Of course London’s riots weren’t a political protest. But the people committing nighttime robbery sure as hell know that their elites have been committing daytime robbery. Saqueos are contagious.

* UK Riots Were Product Of Consumerism The Guardian

The recent riots in London and other big cities were the product of an “out-of-control consumerist ethos” which will have profound impacts for the UK economy, a leading City broker has said. The report … warns: “We conclude that the rioting reflects a deeply flawed economic and social ethos… recklessly borrowed consumption, the breakdown both of top-end accountability and of trust in institutions, and severe failings by governments over more than two decades.” A typical internet user sees a hundred adverts an hour, the report says, and the underlying message many receive is: “Here’s the ideal. You can’t have it.

* Rioters on Wall Street! Sherry Wolf Sherrytalksback

As I write these words, out-of-control hordes are swarming throughout downtown Manhattan. Their disregard for human decency, for the sanctity of people’s homes, jobs, property and health is beyond anything seen since the Dark Ages. These men and women, almost all of them white and disturbingly antiseptic …  tap away ceaselessly at handheld digital devices, even as they walk the streets. I’m told each tap can lead to hundreds, even thousands of jobs destroyed. With a phone call or text, this marauding band of rioters can foreclose on a person’s house, pillage the 401-K of any nurse or teacher and even transfer whole industries from one country to another leaving entire communities devastated.

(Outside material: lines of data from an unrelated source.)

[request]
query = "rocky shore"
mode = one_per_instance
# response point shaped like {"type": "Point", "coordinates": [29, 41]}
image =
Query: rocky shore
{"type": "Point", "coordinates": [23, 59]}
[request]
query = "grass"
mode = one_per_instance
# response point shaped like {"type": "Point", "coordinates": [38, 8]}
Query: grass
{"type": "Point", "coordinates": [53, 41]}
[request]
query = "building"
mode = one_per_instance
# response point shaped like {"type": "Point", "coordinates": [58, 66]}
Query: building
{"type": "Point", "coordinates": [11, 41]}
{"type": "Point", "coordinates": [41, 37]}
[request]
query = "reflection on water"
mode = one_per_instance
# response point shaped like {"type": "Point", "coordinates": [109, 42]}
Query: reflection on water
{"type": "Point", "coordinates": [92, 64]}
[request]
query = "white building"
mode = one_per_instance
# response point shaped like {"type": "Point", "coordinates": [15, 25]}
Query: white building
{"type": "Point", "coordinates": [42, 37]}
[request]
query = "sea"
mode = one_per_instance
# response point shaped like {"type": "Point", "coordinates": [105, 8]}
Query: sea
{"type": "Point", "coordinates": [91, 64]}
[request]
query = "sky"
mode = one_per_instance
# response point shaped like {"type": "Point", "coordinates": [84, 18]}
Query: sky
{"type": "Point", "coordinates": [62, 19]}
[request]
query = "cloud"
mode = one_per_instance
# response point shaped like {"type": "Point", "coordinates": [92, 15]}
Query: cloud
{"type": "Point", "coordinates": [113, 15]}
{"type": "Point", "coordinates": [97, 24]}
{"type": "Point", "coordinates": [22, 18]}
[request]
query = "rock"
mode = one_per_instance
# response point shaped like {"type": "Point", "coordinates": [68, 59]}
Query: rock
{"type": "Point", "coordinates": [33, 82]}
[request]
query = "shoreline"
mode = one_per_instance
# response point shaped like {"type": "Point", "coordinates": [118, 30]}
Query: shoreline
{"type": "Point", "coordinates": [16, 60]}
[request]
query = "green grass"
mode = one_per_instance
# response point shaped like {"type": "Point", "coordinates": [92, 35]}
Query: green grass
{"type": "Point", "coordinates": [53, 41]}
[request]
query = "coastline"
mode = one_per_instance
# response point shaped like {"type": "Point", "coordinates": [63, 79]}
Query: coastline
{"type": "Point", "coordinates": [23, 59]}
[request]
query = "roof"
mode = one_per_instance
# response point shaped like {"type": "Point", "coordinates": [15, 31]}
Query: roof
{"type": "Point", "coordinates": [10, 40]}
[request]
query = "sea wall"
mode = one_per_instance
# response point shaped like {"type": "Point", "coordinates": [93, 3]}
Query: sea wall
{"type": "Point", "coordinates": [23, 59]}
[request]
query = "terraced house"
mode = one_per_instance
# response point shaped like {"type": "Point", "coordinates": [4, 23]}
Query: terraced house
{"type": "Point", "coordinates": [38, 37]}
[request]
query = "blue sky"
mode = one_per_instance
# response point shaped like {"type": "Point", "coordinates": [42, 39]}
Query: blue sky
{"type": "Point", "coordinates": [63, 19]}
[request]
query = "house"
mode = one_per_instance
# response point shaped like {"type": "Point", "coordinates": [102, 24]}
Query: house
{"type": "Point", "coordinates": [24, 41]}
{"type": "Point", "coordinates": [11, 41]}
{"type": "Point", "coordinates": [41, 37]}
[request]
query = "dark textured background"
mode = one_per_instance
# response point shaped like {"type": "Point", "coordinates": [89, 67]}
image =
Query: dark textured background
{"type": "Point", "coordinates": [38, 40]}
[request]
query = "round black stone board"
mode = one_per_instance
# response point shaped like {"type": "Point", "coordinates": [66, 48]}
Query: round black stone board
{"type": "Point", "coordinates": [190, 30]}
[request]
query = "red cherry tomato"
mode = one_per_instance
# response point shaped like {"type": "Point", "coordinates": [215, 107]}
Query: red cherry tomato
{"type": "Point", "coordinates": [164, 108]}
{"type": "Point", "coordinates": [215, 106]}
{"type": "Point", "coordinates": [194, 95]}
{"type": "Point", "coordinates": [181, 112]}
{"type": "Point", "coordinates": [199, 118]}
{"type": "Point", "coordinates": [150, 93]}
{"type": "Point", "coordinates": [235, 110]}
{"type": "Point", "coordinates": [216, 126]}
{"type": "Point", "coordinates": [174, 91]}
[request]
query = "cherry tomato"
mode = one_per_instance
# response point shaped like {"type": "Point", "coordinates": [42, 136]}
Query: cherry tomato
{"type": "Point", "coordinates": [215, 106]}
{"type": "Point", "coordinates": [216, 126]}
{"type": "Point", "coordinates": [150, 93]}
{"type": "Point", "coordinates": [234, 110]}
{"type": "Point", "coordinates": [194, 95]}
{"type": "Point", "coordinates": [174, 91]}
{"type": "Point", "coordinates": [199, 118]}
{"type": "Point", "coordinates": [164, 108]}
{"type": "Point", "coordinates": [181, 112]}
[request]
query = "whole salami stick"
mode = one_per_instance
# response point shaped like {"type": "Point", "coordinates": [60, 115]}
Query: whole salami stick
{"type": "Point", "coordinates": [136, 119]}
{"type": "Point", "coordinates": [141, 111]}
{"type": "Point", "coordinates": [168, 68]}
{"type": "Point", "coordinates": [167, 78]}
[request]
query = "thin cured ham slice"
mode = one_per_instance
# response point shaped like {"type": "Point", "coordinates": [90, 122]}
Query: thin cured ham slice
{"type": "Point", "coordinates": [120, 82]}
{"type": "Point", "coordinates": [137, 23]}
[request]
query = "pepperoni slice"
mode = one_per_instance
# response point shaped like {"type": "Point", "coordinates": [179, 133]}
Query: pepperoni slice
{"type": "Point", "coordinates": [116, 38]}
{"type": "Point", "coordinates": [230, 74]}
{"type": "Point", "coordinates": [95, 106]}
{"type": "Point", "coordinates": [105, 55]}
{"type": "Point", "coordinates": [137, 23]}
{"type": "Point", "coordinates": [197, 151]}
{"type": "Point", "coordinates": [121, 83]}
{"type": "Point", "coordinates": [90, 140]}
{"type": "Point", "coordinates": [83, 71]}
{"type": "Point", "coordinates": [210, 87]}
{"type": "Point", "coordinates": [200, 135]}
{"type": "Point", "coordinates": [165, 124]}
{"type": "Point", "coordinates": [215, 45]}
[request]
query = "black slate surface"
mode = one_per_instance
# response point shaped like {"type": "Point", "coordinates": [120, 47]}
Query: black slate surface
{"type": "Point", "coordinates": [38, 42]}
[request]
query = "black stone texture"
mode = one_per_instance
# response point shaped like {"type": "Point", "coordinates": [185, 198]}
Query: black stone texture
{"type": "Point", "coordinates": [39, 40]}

* How The Next 20 Odd Years Will Play Out Ian Welsh

Ok, let’s get down to brass tacks.  The riots in Britain are an important event, and combined with the decision to double down on austerity they tell us a lot.  This is my baseline, loose model for the next generation.

The decision has been made by Cameron and society in general that the way to respond to the riots is to crack down, hard.  They are sentencing people to long sentences for minor crimes (a year for stealing a bottle of water) and they are extending the punishment to families, kicking people out of housing if a member of their family was arrested.  They are discussing cutting people off from social networks … Likewise the increase in punitive sentences is a mistake, pure and simple, because it means people have less to lose.  If a relatively minor crime gets you in for years, and destroys your life, many will make the calculation that they might as well fight, might as well use violent force, rather than be taken.